In “Turn Me Loose,” Morton plays the laid-back thirtysomething, the fiercer and more fragile octogenarian, as well as various Gregorys in between, all without makeup or costume changes. According to playwright Gretchen Law, who knew Gregory well, “Joe alternates between them so seamlessly, just from his pure acting skills and, I think, his deep feelings about Dick Gregory. He just got what I was trying to say about Dick in the play, which is that he was one of the funniest people who’s ever lived and also one of the brightest and one of the most courageous.”
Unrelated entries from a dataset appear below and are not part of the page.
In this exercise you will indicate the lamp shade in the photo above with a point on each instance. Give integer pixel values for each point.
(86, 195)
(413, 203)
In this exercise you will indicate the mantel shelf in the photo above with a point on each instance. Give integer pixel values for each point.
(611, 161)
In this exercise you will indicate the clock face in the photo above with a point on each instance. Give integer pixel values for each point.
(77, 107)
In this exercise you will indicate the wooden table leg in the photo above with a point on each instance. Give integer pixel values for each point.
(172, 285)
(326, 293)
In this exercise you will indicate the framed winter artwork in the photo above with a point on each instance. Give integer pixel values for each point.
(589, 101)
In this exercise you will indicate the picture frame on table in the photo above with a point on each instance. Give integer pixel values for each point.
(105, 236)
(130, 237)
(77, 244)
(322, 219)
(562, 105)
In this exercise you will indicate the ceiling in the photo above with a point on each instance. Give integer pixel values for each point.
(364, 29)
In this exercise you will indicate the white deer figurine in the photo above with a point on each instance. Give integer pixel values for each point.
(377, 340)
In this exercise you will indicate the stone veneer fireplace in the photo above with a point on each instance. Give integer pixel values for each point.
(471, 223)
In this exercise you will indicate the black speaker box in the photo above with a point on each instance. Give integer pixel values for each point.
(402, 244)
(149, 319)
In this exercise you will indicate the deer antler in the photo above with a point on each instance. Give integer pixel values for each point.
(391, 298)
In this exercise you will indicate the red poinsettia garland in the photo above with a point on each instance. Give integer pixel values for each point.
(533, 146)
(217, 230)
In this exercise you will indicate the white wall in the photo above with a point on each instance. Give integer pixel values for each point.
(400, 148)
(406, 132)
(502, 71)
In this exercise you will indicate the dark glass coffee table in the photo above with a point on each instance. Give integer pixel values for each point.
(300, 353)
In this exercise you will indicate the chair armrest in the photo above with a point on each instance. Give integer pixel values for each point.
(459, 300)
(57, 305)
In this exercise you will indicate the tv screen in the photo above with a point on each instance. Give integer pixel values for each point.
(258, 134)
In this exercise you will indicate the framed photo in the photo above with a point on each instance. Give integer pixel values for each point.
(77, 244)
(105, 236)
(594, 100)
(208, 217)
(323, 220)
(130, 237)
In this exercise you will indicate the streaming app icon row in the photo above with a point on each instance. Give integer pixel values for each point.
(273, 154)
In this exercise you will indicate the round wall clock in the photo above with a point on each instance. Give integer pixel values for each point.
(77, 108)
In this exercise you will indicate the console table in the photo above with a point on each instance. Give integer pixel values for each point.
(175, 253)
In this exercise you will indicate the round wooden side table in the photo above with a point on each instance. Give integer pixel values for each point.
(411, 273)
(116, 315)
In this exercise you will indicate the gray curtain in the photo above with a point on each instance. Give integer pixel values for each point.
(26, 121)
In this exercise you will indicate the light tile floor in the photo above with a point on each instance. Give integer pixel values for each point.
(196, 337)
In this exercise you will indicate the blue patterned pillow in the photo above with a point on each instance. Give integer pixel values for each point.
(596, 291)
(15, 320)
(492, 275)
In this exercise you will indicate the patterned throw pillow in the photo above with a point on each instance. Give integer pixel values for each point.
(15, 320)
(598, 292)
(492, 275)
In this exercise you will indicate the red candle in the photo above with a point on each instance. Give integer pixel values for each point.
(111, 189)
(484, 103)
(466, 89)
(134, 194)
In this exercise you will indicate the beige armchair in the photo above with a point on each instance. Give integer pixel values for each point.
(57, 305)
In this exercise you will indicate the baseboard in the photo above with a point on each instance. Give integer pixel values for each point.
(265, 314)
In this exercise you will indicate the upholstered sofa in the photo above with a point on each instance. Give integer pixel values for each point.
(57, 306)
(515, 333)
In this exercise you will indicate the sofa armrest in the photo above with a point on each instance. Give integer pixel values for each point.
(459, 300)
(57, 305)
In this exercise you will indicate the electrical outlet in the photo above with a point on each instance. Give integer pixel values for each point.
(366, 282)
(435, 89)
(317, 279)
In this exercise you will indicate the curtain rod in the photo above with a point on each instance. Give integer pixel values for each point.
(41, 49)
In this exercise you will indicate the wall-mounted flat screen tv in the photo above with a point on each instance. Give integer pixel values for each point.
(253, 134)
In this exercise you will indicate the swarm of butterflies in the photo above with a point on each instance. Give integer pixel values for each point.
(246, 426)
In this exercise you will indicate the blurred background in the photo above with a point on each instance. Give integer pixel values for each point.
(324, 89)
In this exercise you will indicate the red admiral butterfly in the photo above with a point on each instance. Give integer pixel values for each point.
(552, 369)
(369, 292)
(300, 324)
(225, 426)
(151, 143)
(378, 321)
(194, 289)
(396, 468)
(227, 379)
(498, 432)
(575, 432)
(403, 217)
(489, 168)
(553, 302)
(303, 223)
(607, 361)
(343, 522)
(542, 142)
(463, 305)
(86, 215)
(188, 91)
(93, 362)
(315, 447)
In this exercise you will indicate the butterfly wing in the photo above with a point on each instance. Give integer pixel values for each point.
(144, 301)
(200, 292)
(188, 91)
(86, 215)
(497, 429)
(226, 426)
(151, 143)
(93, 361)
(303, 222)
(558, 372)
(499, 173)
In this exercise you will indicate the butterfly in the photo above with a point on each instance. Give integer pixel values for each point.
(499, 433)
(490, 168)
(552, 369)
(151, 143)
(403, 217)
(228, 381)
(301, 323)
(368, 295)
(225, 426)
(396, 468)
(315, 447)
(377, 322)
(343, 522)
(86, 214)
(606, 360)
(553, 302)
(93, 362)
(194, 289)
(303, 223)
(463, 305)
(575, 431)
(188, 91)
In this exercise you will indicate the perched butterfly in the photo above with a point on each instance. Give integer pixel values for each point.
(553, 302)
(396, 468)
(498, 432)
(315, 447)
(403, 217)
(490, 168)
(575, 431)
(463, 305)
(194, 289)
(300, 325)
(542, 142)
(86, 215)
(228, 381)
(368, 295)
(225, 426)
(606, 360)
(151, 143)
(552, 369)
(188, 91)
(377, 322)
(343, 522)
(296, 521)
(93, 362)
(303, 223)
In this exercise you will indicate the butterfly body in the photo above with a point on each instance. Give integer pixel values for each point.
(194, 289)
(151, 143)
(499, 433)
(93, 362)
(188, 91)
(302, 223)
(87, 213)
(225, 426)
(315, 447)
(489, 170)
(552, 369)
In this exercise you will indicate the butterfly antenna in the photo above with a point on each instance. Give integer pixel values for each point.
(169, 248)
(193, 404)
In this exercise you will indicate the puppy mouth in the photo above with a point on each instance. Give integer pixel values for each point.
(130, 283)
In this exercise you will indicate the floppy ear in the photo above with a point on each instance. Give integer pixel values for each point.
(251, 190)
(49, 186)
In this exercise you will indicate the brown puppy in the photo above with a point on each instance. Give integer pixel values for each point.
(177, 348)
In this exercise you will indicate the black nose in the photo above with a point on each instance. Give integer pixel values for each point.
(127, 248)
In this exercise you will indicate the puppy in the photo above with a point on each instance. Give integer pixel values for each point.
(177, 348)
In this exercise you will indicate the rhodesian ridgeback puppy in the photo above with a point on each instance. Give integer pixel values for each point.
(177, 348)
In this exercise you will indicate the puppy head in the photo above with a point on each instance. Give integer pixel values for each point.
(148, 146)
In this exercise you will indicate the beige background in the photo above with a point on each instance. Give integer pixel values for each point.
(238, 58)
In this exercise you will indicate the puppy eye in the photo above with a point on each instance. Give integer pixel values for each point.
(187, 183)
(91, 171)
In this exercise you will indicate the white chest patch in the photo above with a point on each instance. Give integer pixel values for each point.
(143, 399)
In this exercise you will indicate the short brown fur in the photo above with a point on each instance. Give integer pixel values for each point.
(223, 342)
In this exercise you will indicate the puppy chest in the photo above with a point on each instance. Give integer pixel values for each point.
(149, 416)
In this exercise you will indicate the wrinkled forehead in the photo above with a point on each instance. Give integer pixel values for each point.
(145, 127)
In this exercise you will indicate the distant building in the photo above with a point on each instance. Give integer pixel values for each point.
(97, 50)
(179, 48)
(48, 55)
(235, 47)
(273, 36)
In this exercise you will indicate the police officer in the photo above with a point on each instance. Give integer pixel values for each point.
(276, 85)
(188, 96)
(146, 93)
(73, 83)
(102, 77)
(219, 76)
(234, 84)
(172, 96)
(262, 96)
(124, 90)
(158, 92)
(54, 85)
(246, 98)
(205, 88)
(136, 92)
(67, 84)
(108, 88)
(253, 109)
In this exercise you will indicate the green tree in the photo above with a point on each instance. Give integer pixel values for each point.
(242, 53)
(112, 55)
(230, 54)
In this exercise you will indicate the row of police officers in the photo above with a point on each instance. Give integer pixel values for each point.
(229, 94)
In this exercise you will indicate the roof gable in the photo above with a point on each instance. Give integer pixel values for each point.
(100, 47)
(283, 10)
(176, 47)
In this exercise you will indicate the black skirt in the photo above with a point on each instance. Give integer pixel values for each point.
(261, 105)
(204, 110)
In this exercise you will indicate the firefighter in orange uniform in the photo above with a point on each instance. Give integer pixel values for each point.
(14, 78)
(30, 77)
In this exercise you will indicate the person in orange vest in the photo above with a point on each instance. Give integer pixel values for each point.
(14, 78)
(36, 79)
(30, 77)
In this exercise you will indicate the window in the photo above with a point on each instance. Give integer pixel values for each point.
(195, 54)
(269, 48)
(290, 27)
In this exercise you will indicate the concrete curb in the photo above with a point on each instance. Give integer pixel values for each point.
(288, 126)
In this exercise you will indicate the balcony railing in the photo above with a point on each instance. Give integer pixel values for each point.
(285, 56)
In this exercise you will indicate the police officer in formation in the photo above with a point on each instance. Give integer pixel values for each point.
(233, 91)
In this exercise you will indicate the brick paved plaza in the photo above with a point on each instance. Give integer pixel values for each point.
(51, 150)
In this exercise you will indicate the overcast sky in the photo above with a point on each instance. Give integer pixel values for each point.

Workshops and rehearsals had to be arranged around Morton’s “Scandal” schedule, but he didn’t mind being busy because “Turn Me Loose” was so important to him. “Dick’s experiences in the play are things that I’ve experienced on my own,” he says, “and the things he says are things that I wanted to say, that I thought needed to be said.”
Morton may not have read the critics’ raves, but he did pay attention to the reactions of Gregory’s 10 grown children, who showed up at the theater throughout the offBroadway run. When Morton met them, he recalls, “I would always say it must be weird to walk into a theater and see someone portraying your father. One of the greatest compliments I got, his oldest daughter, Miss, said, ‘Yeah, for a couple seconds, but then I was just looking at my father.”
Morton also performed for Gregory, who attended the New York opening last year with his wife, Lillian. At an emotional moment, Lillian told Morton afterward, Gregory reached out to take her hand. She hissed at him, “What are you holding my hand for? That’s Dick Gregory up there!”
Several New York critics observed that the relevance of Gregory’s material today — after all his efforts to fight bigotry — is disheartening. “If we’re still talking about the same thing, 40 or 50 years later, then that means we’re not doing anything about it,” Morton says in agreement.
Gregory died the weekend that white supremacists marched in Charlottesville, Va. Morton doesn’t think the events would have come as a shock to the activist, explaining in an email: “I think he would have advised that it is America, despite Donald Trump, that must respond forthrightly against such arcane, deep-seated and hateful attitudes. And he’d probably find a way to get those white supremacists to laugh at themselves.”